C’est là que le tour de force de Jean Christophe Grangé apparaît comme diablement plaisant. Il joue avec notre perception, retourne les cartes et fait en sorte que l’on finisse à s’attacher à ses crapules. Le tout dans le but d’étudier et comprendre les racines du mal rongeant les Morvan. Un mal prenant racine dans l’histoire du père et de sa traque d’un serial killer ayant sévi en Afrique alors que Grégoire Morvan y avait été banni par l’état… Un passé lourd de conséquence, la traque et la capture de ce tueur aura fait de lui un héros, mais pas un intouchable, les crimes recommençant des années plus tard et menaçant désormais l’unité et la sécurité de sa famille. Qui mettait déjà du cœur à l’ouvrage pour se détruire de l’intérieur sans cela. Une fois que l’enquête est en marche, inutile d’espérer descendre du train en route. Le style de Jean Christophe Grangé se fait de plus en plus dense, nerveux et l’atmosphère tout comme la noirceur dans laquelle nage les personnages nous prend a la gorge. On patauge dans le mal à l’état pur. Détail amusant et rapprochant Jean Christophe Grangé de Maxime Chattam, les deux auteurs en commençant une saga rentrent dans ce que je qualifie d’émulation saine.

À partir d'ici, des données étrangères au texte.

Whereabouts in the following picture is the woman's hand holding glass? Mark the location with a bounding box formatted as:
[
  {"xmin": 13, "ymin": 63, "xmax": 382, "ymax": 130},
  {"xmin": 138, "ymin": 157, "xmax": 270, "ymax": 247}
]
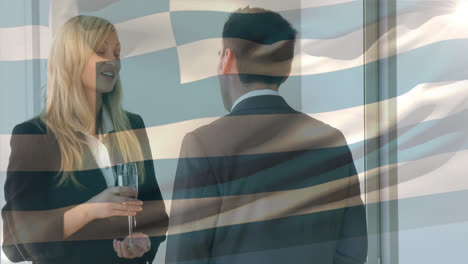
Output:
[
  {"xmin": 114, "ymin": 232, "xmax": 151, "ymax": 258},
  {"xmin": 85, "ymin": 186, "xmax": 143, "ymax": 221}
]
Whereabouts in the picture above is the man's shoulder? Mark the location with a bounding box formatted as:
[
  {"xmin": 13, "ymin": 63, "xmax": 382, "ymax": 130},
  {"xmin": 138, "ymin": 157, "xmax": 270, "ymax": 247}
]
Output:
[{"xmin": 190, "ymin": 111, "xmax": 346, "ymax": 146}]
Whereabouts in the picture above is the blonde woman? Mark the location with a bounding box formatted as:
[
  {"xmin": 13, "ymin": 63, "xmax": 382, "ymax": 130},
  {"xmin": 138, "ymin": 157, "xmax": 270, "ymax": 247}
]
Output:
[{"xmin": 2, "ymin": 16, "xmax": 167, "ymax": 263}]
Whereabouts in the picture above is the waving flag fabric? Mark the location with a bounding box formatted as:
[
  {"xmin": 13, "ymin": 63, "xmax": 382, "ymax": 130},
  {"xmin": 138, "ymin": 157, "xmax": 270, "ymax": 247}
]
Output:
[{"xmin": 0, "ymin": 0, "xmax": 468, "ymax": 262}]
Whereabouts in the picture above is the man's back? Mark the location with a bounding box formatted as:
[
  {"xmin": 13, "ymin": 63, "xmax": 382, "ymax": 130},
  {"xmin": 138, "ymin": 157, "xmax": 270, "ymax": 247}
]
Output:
[{"xmin": 167, "ymin": 96, "xmax": 367, "ymax": 263}]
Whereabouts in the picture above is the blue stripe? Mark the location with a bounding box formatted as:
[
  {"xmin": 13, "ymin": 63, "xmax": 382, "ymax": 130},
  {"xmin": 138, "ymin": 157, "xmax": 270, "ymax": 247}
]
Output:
[
  {"xmin": 0, "ymin": 0, "xmax": 49, "ymax": 28},
  {"xmin": 171, "ymin": 1, "xmax": 363, "ymax": 45},
  {"xmin": 0, "ymin": 40, "xmax": 468, "ymax": 133}
]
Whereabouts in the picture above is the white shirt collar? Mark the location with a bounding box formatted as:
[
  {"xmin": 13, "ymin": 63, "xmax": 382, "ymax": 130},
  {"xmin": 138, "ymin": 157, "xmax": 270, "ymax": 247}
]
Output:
[
  {"xmin": 231, "ymin": 89, "xmax": 281, "ymax": 111},
  {"xmin": 101, "ymin": 107, "xmax": 114, "ymax": 134},
  {"xmin": 80, "ymin": 108, "xmax": 115, "ymax": 187}
]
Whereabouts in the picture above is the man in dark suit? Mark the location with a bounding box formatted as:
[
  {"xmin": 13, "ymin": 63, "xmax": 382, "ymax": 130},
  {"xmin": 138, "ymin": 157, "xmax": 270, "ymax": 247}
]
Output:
[{"xmin": 166, "ymin": 7, "xmax": 367, "ymax": 263}]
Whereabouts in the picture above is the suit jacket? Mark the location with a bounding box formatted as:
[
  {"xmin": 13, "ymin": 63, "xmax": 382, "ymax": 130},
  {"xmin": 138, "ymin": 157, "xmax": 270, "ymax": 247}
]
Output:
[
  {"xmin": 2, "ymin": 113, "xmax": 168, "ymax": 263},
  {"xmin": 166, "ymin": 95, "xmax": 367, "ymax": 264}
]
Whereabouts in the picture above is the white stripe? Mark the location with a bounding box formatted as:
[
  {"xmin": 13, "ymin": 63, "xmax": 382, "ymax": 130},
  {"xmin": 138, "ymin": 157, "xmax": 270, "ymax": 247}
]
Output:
[
  {"xmin": 170, "ymin": 0, "xmax": 356, "ymax": 12},
  {"xmin": 177, "ymin": 7, "xmax": 468, "ymax": 83},
  {"xmin": 0, "ymin": 13, "xmax": 176, "ymax": 61},
  {"xmin": 0, "ymin": 81, "xmax": 468, "ymax": 171},
  {"xmin": 115, "ymin": 13, "xmax": 176, "ymax": 58}
]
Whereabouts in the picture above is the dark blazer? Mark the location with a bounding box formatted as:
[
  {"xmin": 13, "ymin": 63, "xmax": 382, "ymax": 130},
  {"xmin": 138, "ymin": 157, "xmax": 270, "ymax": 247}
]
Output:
[
  {"xmin": 166, "ymin": 95, "xmax": 367, "ymax": 264},
  {"xmin": 2, "ymin": 113, "xmax": 168, "ymax": 263}
]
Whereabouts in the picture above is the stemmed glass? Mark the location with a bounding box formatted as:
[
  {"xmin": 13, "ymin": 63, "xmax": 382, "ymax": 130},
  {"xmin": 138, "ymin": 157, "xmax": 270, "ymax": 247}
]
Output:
[{"xmin": 116, "ymin": 163, "xmax": 138, "ymax": 244}]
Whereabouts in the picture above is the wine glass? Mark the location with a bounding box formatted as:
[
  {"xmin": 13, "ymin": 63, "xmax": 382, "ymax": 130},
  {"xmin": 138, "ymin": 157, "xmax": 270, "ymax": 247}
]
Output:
[{"xmin": 116, "ymin": 163, "xmax": 138, "ymax": 244}]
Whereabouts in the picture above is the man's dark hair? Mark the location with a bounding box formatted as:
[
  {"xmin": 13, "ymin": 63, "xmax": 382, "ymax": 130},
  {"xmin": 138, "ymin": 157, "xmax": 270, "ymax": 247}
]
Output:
[{"xmin": 223, "ymin": 6, "xmax": 297, "ymax": 86}]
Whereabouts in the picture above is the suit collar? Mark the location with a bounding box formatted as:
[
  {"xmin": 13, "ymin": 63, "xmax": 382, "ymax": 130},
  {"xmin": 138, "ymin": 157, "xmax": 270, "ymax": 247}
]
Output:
[{"xmin": 230, "ymin": 95, "xmax": 297, "ymax": 115}]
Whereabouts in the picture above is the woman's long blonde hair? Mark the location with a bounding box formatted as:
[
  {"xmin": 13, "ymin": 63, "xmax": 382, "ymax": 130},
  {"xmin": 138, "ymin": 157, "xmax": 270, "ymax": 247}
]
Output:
[{"xmin": 41, "ymin": 16, "xmax": 144, "ymax": 186}]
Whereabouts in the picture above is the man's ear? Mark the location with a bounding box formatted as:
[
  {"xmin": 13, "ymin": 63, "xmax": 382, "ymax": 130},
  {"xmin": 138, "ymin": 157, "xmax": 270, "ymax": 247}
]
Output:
[{"xmin": 222, "ymin": 48, "xmax": 239, "ymax": 74}]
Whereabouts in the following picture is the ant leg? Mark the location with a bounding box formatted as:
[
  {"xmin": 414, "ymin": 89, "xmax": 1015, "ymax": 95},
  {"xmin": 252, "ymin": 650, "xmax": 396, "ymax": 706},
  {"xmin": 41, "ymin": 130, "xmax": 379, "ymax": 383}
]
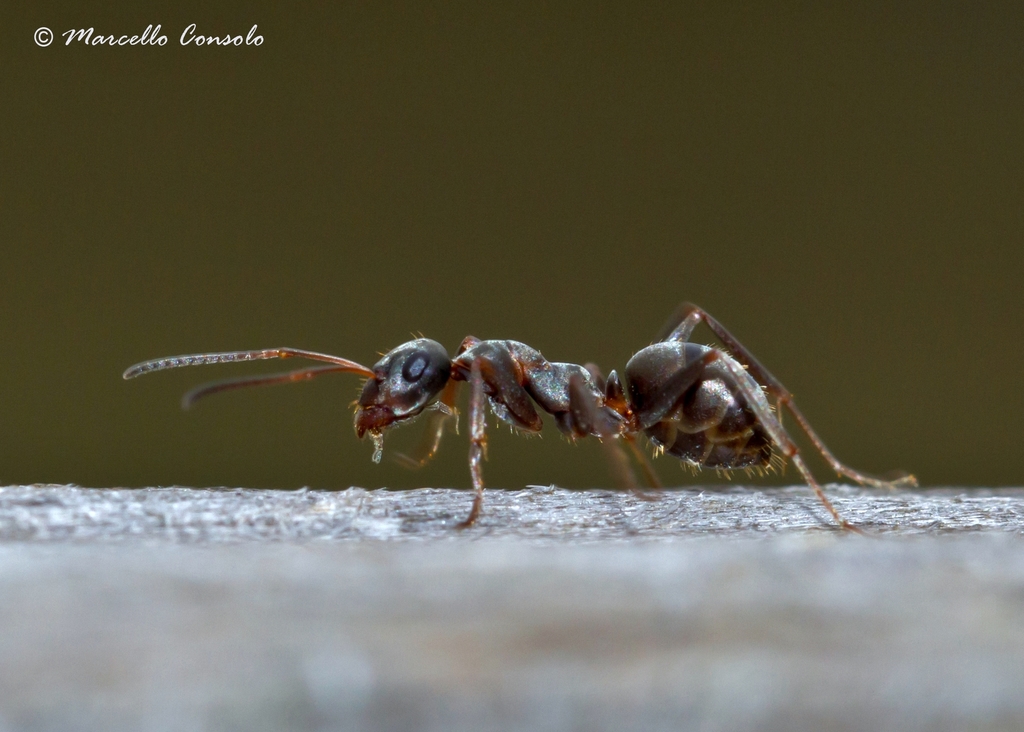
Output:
[
  {"xmin": 623, "ymin": 434, "xmax": 662, "ymax": 490},
  {"xmin": 568, "ymin": 372, "xmax": 649, "ymax": 499},
  {"xmin": 569, "ymin": 363, "xmax": 662, "ymax": 501},
  {"xmin": 662, "ymin": 302, "xmax": 918, "ymax": 488},
  {"xmin": 709, "ymin": 351, "xmax": 864, "ymax": 534},
  {"xmin": 456, "ymin": 360, "xmax": 487, "ymax": 528},
  {"xmin": 392, "ymin": 380, "xmax": 459, "ymax": 469}
]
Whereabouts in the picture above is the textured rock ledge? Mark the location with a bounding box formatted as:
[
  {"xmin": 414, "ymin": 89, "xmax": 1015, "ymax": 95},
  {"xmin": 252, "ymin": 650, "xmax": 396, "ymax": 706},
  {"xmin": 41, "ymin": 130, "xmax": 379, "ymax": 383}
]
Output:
[
  {"xmin": 0, "ymin": 486, "xmax": 1024, "ymax": 732},
  {"xmin": 0, "ymin": 485, "xmax": 1024, "ymax": 543}
]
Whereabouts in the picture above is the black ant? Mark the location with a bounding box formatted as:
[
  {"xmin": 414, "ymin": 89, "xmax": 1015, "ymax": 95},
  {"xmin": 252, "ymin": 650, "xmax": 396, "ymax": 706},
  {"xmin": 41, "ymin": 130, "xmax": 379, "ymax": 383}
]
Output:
[{"xmin": 124, "ymin": 303, "xmax": 916, "ymax": 530}]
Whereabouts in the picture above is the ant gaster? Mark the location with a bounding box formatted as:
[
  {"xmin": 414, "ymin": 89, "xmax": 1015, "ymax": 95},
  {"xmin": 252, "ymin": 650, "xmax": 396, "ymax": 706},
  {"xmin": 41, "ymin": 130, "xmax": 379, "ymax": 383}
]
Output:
[{"xmin": 124, "ymin": 303, "xmax": 915, "ymax": 530}]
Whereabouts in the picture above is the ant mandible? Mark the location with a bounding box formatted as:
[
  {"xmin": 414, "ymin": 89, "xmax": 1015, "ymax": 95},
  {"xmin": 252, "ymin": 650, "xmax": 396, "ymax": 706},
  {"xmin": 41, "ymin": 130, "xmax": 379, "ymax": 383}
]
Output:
[{"xmin": 124, "ymin": 303, "xmax": 916, "ymax": 531}]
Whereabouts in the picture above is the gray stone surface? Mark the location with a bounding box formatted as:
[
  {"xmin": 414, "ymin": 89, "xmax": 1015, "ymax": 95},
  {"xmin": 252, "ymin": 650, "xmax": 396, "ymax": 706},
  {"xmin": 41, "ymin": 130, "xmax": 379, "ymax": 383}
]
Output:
[{"xmin": 0, "ymin": 486, "xmax": 1024, "ymax": 732}]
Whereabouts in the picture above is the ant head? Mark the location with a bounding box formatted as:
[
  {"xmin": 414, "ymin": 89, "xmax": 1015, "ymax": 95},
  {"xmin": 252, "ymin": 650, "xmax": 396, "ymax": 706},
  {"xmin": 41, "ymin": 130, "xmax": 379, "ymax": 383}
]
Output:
[{"xmin": 355, "ymin": 338, "xmax": 452, "ymax": 441}]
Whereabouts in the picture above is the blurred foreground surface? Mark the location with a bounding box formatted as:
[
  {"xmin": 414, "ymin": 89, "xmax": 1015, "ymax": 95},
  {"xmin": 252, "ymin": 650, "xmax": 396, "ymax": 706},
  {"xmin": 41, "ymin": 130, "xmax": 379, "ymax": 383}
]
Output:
[{"xmin": 0, "ymin": 486, "xmax": 1024, "ymax": 732}]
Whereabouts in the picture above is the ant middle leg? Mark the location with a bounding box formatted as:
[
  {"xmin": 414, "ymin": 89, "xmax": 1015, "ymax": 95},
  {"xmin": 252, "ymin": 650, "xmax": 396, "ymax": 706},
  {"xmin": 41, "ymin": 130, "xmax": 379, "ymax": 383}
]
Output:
[
  {"xmin": 659, "ymin": 302, "xmax": 918, "ymax": 488},
  {"xmin": 569, "ymin": 363, "xmax": 662, "ymax": 501}
]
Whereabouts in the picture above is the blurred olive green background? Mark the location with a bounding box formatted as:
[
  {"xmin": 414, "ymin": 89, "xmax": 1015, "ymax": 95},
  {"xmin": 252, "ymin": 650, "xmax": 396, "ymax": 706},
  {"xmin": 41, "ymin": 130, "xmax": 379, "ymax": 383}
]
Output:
[{"xmin": 0, "ymin": 2, "xmax": 1024, "ymax": 487}]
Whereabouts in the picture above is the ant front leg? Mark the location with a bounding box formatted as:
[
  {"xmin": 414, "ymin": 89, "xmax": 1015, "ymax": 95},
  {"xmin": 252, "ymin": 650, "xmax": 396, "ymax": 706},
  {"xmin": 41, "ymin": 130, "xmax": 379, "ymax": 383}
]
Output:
[
  {"xmin": 457, "ymin": 360, "xmax": 487, "ymax": 528},
  {"xmin": 659, "ymin": 302, "xmax": 918, "ymax": 488}
]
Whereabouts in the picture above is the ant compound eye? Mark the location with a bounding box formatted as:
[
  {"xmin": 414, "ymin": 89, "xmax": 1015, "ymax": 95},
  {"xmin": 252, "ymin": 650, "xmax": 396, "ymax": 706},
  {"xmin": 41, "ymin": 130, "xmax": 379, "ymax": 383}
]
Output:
[{"xmin": 401, "ymin": 351, "xmax": 429, "ymax": 383}]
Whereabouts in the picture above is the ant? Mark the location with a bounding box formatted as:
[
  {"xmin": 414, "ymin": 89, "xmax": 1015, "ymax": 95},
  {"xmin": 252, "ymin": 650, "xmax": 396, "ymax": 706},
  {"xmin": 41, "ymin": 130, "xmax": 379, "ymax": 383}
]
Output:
[{"xmin": 124, "ymin": 303, "xmax": 916, "ymax": 532}]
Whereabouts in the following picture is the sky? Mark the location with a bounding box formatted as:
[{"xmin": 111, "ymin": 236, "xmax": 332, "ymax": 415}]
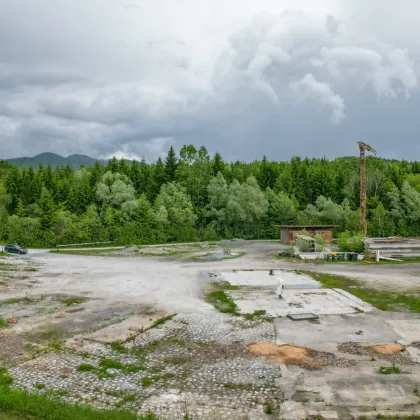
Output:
[{"xmin": 0, "ymin": 0, "xmax": 420, "ymax": 161}]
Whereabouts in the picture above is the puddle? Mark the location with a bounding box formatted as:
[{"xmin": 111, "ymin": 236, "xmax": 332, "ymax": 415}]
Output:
[
  {"xmin": 199, "ymin": 252, "xmax": 239, "ymax": 260},
  {"xmin": 66, "ymin": 308, "xmax": 85, "ymax": 314}
]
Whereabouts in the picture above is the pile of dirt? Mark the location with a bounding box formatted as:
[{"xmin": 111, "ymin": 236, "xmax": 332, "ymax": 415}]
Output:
[
  {"xmin": 337, "ymin": 341, "xmax": 414, "ymax": 365},
  {"xmin": 248, "ymin": 343, "xmax": 356, "ymax": 370},
  {"xmin": 410, "ymin": 341, "xmax": 420, "ymax": 350}
]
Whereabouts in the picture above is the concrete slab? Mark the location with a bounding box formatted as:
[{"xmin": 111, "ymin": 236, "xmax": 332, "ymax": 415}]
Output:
[
  {"xmin": 387, "ymin": 317, "xmax": 420, "ymax": 343},
  {"xmin": 220, "ymin": 270, "xmax": 321, "ymax": 289},
  {"xmin": 83, "ymin": 310, "xmax": 169, "ymax": 343},
  {"xmin": 274, "ymin": 313, "xmax": 401, "ymax": 347},
  {"xmin": 226, "ymin": 288, "xmax": 375, "ymax": 317},
  {"xmin": 276, "ymin": 361, "xmax": 420, "ymax": 420}
]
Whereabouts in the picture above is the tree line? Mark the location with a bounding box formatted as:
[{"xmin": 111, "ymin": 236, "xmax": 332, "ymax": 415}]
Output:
[{"xmin": 0, "ymin": 145, "xmax": 420, "ymax": 247}]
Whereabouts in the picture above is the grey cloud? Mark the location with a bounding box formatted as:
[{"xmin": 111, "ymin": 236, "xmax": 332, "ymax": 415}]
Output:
[{"xmin": 0, "ymin": 0, "xmax": 420, "ymax": 159}]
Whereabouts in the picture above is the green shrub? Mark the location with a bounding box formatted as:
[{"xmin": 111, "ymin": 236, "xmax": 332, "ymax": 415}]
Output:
[{"xmin": 338, "ymin": 232, "xmax": 365, "ymax": 254}]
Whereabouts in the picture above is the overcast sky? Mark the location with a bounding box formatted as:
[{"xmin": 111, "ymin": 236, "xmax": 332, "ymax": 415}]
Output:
[{"xmin": 0, "ymin": 0, "xmax": 420, "ymax": 161}]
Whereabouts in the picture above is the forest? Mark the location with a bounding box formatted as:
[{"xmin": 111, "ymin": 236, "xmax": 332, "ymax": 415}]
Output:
[{"xmin": 0, "ymin": 145, "xmax": 420, "ymax": 247}]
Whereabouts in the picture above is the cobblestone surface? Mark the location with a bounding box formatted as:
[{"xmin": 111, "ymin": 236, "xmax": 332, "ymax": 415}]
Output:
[{"xmin": 10, "ymin": 313, "xmax": 282, "ymax": 420}]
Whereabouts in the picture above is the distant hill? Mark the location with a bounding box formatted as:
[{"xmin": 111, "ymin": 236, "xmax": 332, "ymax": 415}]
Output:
[{"xmin": 6, "ymin": 153, "xmax": 113, "ymax": 168}]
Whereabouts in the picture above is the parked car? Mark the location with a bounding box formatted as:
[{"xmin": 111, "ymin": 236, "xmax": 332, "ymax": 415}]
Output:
[{"xmin": 4, "ymin": 244, "xmax": 28, "ymax": 254}]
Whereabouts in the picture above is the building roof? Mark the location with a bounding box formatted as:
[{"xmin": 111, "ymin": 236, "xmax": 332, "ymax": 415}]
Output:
[{"xmin": 280, "ymin": 225, "xmax": 339, "ymax": 229}]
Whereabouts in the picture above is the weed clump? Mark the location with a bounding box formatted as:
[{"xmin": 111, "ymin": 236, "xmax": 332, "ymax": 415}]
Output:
[
  {"xmin": 76, "ymin": 363, "xmax": 96, "ymax": 372},
  {"xmin": 207, "ymin": 290, "xmax": 240, "ymax": 316}
]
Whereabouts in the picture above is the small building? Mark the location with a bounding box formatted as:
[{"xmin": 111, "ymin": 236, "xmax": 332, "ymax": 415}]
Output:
[{"xmin": 280, "ymin": 225, "xmax": 338, "ymax": 245}]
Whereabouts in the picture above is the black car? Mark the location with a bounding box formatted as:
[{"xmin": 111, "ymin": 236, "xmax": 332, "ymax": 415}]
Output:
[{"xmin": 4, "ymin": 244, "xmax": 28, "ymax": 254}]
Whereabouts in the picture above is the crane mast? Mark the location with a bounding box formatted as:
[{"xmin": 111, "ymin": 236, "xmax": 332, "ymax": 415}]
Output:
[{"xmin": 357, "ymin": 141, "xmax": 376, "ymax": 236}]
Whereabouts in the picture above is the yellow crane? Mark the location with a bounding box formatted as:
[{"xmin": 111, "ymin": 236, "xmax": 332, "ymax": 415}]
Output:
[{"xmin": 357, "ymin": 141, "xmax": 376, "ymax": 236}]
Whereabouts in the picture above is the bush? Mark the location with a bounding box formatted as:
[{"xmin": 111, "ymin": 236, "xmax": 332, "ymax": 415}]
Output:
[
  {"xmin": 338, "ymin": 232, "xmax": 365, "ymax": 254},
  {"xmin": 296, "ymin": 231, "xmax": 315, "ymax": 252}
]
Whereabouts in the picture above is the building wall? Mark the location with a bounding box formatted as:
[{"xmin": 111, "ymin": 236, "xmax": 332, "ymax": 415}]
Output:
[{"xmin": 281, "ymin": 228, "xmax": 332, "ymax": 245}]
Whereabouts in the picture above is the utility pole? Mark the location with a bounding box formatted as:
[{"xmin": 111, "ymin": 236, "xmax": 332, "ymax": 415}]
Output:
[{"xmin": 357, "ymin": 141, "xmax": 376, "ymax": 237}]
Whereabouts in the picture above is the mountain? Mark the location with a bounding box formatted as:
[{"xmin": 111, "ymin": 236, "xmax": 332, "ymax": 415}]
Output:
[{"xmin": 6, "ymin": 153, "xmax": 108, "ymax": 169}]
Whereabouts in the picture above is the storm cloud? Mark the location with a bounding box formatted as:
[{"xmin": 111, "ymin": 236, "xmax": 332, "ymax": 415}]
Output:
[{"xmin": 0, "ymin": 0, "xmax": 420, "ymax": 160}]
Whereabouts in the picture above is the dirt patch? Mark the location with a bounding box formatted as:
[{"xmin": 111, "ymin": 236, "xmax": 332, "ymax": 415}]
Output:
[
  {"xmin": 410, "ymin": 341, "xmax": 420, "ymax": 349},
  {"xmin": 366, "ymin": 344, "xmax": 404, "ymax": 356},
  {"xmin": 337, "ymin": 341, "xmax": 414, "ymax": 365},
  {"xmin": 194, "ymin": 343, "xmax": 250, "ymax": 365},
  {"xmin": 248, "ymin": 343, "xmax": 355, "ymax": 370},
  {"xmin": 139, "ymin": 247, "xmax": 169, "ymax": 255},
  {"xmin": 0, "ymin": 330, "xmax": 25, "ymax": 367}
]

Lontano possède la même noirceur et puissance que les deux derniers romans de Maxime Chattam (la conjuration primitive et la patience du diable), le quotidien des héros court quoi qu’il arrive vers la catastrophe la plus sanglante qui soit. Jean Christophe Grangé prend 800 pages pour introduire le lecteur dans les arcanes d’un cauchemar ayant commencé des dizaines d’années avant la première page… et le premier meurtre. Toujours au sommet de son style et de ses idées, Jean Christophe Grangé possède un coup de plume diablement cinématographique. Lontano est sadique, sans pitié et aussi gore que malsain par endroits, mais il est aussi ultra-visuelle. On n’a aucun mal à imaginer ses courses-poursuites, ses apparitions du tueur… Ses moments de paniques ou déluges de feux. Jean Christophe Grangé tape là ou cela fait mal et s’assure que son voyage au bout de l’enfer laissera bel et bien des traces. Aussi bien aux personnages qu’aux lecteurs. C’est la source première du plaisir découlant de cette lecture. Cela faisait un bail que je n’avais pas pris un tel pied a lire un aussi énorme pavé. Lontano de par ses personnages aussi passionnants que détestable de par les zones d’ombres où ils naviguent montre que la route vers le mal continue d’avoir encore des secrets à livrer. Jean Christophe Grangé la parcoure encore et continue d’y faire de belles découvertes nourrissant son envie de nous faire peur ou nous mettre les nerfs à vifs.

Lontano dans son genre est une petite perle incroyablement addictive, malsaine en diable et pourtant si parfaite. Chapeau bas Monsieur Grangé, cela valait le coup d’attendre aussi longtemps.